Getting a bit cocky we then went for a mid-difficulty stage - the 'Fortress', a winding stone dungeon that made use of a fair few new power-ups, and a fair few mishaps, along the way. With one armed with a pocketful of bombs and the others a 'gust jar', a reoccurring item which sends out a forceful blast of air when squeezed (who doesn't? - Ed), we set off into the depths of the dungeon, often combining the two items to solve all sorts of puzzles. Using the jar to blow each other across gaps, and hurling bombs at hard-to-reach switches to turn them on, this is a game that relies on an insane amount of teamwork and communication - and that was just the beginning. Before long, our Link trio found themselves on a precariously platform, dangling over a ravine. Requiring the whole team to work together, the solution here was to have one Link face backwards, using the gust jar to propel the platform along, past a multitude of arrow-firing traps, while another Link hurled bombs at far off switches to open gates along the route, and the final Link mostly stood around twiddling his thumbs. Still, through a team effort, we slowly inched our way along the ravine, towards the boss fight.
Taking place in the middle of a huge stone courtyard, three trolls sat behind gates, separated from the Links by a small chasm. With the gates opening and closing at regular intervals, the idea was to lay down a bomb and blow it across to the bad guy with the gust jar - in theory. In reality, it mostly degenerated into a mass of exploding bombs and wind blasts, with many a Link being blown off the side of the level by a stray gust jar blow. Or blown up by an unseen bomb. Or hit one too many times by a troll's projectile attack. Needless to say, our co-op skills need some work.

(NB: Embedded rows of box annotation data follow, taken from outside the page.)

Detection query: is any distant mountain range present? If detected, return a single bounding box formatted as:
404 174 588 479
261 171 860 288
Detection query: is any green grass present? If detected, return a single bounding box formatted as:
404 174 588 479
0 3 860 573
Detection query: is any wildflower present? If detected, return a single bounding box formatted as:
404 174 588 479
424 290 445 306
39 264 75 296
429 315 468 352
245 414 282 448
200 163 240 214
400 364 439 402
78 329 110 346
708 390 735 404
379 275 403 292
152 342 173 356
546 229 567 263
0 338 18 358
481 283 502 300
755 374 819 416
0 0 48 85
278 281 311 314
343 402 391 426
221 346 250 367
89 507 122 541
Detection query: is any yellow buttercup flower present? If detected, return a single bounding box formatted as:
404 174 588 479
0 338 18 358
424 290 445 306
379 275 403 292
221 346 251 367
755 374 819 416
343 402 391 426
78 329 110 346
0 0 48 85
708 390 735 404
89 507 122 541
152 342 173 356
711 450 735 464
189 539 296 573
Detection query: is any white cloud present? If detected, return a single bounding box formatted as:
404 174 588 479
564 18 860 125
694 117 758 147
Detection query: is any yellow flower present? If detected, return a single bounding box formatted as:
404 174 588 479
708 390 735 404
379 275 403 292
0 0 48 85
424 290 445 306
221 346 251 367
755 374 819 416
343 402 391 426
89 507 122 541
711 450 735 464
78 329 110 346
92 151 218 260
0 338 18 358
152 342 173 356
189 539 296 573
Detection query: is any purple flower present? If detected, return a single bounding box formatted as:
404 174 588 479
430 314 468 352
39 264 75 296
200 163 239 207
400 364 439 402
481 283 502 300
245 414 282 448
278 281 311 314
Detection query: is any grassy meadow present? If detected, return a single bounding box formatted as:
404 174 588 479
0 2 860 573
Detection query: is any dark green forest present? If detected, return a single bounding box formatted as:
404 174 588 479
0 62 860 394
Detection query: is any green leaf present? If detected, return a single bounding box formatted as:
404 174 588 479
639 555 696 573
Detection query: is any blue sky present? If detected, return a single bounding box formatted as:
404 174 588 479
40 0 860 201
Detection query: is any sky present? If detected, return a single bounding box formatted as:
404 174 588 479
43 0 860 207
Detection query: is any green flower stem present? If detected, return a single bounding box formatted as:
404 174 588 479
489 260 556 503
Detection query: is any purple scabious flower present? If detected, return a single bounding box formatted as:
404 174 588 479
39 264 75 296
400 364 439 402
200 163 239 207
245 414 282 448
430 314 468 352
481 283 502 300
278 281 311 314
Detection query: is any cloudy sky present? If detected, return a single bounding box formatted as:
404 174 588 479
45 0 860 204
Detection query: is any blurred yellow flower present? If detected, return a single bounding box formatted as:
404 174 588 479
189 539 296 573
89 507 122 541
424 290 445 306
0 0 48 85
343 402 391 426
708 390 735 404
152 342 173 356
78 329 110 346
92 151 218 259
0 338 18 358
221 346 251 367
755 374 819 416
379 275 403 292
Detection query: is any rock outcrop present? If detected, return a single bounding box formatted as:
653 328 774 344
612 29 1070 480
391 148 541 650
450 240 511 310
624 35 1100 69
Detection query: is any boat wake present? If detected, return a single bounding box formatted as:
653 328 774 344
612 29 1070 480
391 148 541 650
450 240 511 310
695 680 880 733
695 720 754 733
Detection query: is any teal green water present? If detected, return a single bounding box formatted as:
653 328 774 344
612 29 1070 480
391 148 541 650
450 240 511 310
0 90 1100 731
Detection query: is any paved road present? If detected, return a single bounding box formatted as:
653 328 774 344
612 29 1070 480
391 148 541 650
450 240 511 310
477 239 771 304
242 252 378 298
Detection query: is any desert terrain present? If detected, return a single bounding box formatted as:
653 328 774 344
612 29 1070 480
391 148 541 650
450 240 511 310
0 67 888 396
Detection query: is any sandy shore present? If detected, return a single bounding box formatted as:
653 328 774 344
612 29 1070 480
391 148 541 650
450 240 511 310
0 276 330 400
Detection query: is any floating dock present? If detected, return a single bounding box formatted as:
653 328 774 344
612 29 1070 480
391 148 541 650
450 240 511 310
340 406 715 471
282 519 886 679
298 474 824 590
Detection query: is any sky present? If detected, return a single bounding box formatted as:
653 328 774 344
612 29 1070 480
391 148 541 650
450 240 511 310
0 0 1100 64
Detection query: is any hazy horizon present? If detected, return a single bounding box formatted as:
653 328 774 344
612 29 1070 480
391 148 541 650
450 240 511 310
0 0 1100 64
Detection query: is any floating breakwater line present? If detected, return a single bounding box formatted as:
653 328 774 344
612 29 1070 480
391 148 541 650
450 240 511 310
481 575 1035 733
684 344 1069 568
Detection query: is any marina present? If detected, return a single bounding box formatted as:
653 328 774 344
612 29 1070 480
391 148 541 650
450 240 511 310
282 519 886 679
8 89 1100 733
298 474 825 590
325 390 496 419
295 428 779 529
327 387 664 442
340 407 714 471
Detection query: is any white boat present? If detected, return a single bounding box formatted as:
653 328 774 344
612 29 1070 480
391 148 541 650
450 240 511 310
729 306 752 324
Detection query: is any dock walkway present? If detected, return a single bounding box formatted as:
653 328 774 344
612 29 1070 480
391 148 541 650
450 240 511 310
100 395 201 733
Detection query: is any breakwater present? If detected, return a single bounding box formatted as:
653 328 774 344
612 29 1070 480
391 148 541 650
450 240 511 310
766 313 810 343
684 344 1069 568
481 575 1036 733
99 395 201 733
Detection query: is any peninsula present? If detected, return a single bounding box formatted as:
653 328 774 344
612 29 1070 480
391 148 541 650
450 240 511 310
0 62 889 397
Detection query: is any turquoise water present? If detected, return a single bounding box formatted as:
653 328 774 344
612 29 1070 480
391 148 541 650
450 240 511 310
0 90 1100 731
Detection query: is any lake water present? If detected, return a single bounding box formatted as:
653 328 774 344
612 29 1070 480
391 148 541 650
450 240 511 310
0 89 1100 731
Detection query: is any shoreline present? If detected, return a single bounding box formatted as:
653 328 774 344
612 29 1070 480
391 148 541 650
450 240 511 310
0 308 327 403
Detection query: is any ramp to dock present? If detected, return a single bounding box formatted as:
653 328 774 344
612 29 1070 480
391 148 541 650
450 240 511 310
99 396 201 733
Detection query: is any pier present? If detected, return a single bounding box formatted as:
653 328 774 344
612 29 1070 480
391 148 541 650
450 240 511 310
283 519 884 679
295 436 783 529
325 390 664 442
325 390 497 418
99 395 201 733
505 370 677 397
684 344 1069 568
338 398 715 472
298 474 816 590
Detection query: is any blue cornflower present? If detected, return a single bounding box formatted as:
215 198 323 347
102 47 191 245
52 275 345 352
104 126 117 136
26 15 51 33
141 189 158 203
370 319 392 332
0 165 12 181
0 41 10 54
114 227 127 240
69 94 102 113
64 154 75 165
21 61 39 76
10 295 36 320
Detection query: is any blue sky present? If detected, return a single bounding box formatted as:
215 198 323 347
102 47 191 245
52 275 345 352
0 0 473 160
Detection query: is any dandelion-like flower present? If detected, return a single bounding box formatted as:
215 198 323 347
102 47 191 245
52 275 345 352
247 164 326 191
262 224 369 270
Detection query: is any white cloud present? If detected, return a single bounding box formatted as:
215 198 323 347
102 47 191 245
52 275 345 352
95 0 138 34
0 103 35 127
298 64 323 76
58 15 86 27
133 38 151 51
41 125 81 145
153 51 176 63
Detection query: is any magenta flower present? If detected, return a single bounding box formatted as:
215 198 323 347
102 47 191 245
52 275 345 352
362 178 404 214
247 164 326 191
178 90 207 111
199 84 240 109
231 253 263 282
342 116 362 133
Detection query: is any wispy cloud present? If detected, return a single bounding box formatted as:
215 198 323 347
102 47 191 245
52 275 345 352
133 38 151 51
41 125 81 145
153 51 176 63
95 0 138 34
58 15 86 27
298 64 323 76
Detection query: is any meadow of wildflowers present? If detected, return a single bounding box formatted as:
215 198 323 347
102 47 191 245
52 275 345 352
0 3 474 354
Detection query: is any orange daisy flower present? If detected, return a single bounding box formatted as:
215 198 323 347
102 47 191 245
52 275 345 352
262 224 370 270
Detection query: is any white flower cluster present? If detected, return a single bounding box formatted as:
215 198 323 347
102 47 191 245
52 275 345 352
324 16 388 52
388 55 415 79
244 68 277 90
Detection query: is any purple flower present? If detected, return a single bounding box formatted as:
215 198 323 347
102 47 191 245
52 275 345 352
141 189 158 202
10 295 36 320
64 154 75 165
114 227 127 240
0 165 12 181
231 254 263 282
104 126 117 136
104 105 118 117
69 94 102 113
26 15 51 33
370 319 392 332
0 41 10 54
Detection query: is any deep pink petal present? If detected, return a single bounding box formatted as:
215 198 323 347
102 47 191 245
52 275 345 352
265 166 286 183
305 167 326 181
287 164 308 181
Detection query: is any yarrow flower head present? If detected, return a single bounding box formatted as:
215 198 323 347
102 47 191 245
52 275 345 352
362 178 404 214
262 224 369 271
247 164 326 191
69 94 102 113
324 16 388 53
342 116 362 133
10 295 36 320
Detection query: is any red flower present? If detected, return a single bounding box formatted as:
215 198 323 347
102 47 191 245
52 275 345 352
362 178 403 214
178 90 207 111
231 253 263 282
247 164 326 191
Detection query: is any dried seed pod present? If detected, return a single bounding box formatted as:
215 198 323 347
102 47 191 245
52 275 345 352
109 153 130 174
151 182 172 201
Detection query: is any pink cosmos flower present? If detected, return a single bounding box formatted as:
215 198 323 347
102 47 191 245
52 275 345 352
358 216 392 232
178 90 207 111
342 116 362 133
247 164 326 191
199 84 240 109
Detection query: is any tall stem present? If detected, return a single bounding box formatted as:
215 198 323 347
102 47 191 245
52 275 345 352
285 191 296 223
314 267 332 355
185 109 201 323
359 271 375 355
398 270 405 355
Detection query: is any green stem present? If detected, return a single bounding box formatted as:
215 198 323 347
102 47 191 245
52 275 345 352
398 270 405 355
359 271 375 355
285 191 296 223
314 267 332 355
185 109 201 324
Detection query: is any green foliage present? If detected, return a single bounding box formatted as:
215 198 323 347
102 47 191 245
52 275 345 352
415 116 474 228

But arguably the cutest feature - after the dressing up anyway - is the ability to send cartoon-y pictures of Link to your comrades, asking them to form towers, celebrating little victories and thanking them for helping you out. Mashing each of the pictures makes the message you send bigger (because the bigger your picture, the more you mean it!), and, much like the best co-op communication systems in games, you can have a lot of fun, basic, and bizarre conversations just using this. Or you can do what we did and just spam the most inappropriate one and drive your co-op partners mad. Just lost to a boss for the third time? Celebratory cheerleeder pom-pom Link! Managed to beat a tough enemy? Distraught looking 'Nooooo!' Link. You're friend manages to walk off a cliff? Thumbs up Link ftw. We're so funny.
The Legend of Zelda: Tri Force Heroes will be hitting the 3DS later this year, although when exactly we don't know. However, there's one thing we do know for sure. A game like this lives or dies on whether it has single card download play - having to rely on all your friends having their own copies of the same game often means that multiplayer handheld games often go untouched, especially in a family setting, where you usually share the cartridge. That's why we were blown away to discover that Zelda: Tri Force Heroes comes with full support for single card download play, letting three friends play along even if only one of them owns the game. Mark a space in your diaries, because this is going to be staking a claim to your multiplayer nights later this year.